Discurso no Senado Federal

CRITICAS AO VETO PRESIDENCIAL APOSTO AO PROJETO DE ANISTIA DAS MULTAS IMPOSTAS AO SINDICATO DE PETROLEIROS PELO TRIBUNAL SUPERIOR DO TRABALHO.

Autor
José Eduardo Dutra (PT - Partido dos Trabalhadores/SE)
Nome completo: José Eduardo de Barros Dutra
Casa
Senado Federal
Tipo
Discurso
Resumo por assunto
MOVIMENTO TRABALHISTA. LEGISLAÇÃO TRABALHISTA.:
  • CRITICAS AO VETO PRESIDENCIAL APOSTO AO PROJETO DE ANISTIA DAS MULTAS IMPOSTAS AO SINDICATO DE PETROLEIROS PELO TRIBUNAL SUPERIOR DO TRABALHO.
Publicação
Publicação no DSF de 03/04/1996 - Página 5730
Assunto
Outros > MOVIMENTO TRABALHISTA. LEGISLAÇÃO TRABALHISTA.
Indexação
  • CRITICA, PRESIDENTE DA REPUBLICA, VETO (VET), PROJETO DE LEI, ANISTIA, MULTA, TRIBUNAL SUPERIOR DO TRABALHO (TST), SINDICATO, PETROLEIRO.
  • COMENTARIO, TRAMITAÇÃO, PROJETO DE LEI, ANISTIA, APROVAÇÃO, REGIME DE URGENCIA, APOIO, LIDERANÇA, GOVERNO, CAMARA DOS DEPUTADOS, SENADO, INCOERENCIA, VETO (VET).
  • NECESSIDADE, CONGRESSISTA, DERRUBADA, VETO (VET), CRITICA, OBEDIENCIA, LEGISLATIVO, EXECUTIVO.

O SR. JOSÉ EDUARDO DUTRA (PT-SE. Pronuncia o seguinte discurso. Sem revisão do orador.) - Sr. Presidente, Srªs e Srs. Senadores, o pronunciamento que faço na tarde de hoje provavelmente será por mim repetido na semana que vem, na presença dos Líderes da base governista. No entanto, eu não poderia deixar de fazê-lo agora em função da oportunidade do fato.

Estamos acompanhando - nós, a imprensa e a sociedade - a atuação do Congresso Nacional ao longo do período deste Governo. Constatamos que, até o momento, esta Casa não aprovou nenhum projeto que não fosse do interesse ou que, pelo menos, não tivesse a anuência do Presidente da República.

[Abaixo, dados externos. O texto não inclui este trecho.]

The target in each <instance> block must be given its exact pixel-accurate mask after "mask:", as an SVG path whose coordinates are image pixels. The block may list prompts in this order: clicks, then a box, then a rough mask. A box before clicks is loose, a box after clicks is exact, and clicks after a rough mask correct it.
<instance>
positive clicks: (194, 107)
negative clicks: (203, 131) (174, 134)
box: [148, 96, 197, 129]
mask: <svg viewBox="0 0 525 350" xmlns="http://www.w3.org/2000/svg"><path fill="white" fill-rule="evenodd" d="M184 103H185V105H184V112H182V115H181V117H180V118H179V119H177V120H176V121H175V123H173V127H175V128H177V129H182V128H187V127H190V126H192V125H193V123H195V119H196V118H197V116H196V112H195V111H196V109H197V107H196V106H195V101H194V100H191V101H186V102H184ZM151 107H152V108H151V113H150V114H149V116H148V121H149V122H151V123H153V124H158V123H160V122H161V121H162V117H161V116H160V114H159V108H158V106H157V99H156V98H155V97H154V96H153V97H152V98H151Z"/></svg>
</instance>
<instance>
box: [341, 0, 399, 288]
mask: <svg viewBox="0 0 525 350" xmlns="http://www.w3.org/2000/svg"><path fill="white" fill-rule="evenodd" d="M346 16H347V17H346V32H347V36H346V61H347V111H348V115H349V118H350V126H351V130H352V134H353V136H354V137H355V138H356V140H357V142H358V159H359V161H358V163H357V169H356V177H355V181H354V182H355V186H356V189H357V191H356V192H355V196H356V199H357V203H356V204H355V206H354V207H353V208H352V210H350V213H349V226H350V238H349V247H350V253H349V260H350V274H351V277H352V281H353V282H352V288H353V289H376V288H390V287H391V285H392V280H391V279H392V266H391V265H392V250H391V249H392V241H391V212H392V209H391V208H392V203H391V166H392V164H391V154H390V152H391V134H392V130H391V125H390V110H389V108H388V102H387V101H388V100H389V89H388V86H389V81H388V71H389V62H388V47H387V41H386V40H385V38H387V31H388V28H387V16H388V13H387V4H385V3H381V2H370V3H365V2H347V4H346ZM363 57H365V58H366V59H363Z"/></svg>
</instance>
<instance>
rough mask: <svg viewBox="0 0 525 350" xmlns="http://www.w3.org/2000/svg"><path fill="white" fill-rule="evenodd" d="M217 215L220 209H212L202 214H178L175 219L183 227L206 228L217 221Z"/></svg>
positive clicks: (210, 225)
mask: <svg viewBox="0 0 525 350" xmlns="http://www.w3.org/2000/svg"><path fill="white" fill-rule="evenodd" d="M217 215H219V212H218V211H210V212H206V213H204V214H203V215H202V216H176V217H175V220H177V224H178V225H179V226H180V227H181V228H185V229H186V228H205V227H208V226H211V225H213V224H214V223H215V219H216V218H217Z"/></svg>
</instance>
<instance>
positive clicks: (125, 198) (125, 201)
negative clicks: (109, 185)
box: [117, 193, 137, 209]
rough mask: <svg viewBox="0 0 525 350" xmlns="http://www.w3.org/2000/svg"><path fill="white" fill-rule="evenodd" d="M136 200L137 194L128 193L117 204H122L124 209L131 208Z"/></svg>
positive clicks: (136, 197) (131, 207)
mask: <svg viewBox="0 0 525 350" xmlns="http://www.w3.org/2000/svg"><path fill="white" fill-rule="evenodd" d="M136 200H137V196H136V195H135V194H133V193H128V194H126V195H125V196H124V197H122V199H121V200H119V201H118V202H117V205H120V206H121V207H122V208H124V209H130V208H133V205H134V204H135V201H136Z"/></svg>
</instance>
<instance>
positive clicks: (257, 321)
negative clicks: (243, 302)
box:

Surpreendemo-nos, ontem à tarde, ao tomarmos conhecimento do veto do Presidente Fernando Henrique Cardoso ao Projeto de Anistia das multas impostas ao Sindicato de Petroleiros pelo Tribunal Superior do Trabalho. Surpreendemo-nos não apenas pelo fato de este Congresso, até agora, só ter aprovado aquilo que o Governo quer ou pelo menos aquilo de que o Governo não discorda, mas porque - esta é a maior surpresa - o projeto foi aprovado na Câmara dos Deputados, em regime de urgência. O requerimento de urgência, assinado por todas as Lideranças dessa Casa e aprovado por unanimidade, foi articulado pelo Presidente da Câmara dos Deputados, Sr. Deputado Luís Eduardo Magalhães, responsável pela coleta de assinaturas das Lideranças do Governo.

O projeto foi a voto na Câmara dos Deputados, com encaminhamento favorável de todas as Lideranças e de todos os Partidos dessa Casa, e foi aprovado. Chegou ao Senado. Mantivemos contato com as diversas Lideranças dos Partidos no Senado, esclarecendo o fato de que ele havia sido aprovado por todos os Partidos na Câmara. Conseguimos, também nesta Casa, um requerimento de urgência, assinado por todos os Partidos - eu disse todos os Partidos desta Casa. O projeto, submetido a voto, foi aprovado, com o voto favorável de todos os Líderes partidários. Houve votos contrários de apenas quatro Senadores do PFL, que fizeram questão de registrá-los.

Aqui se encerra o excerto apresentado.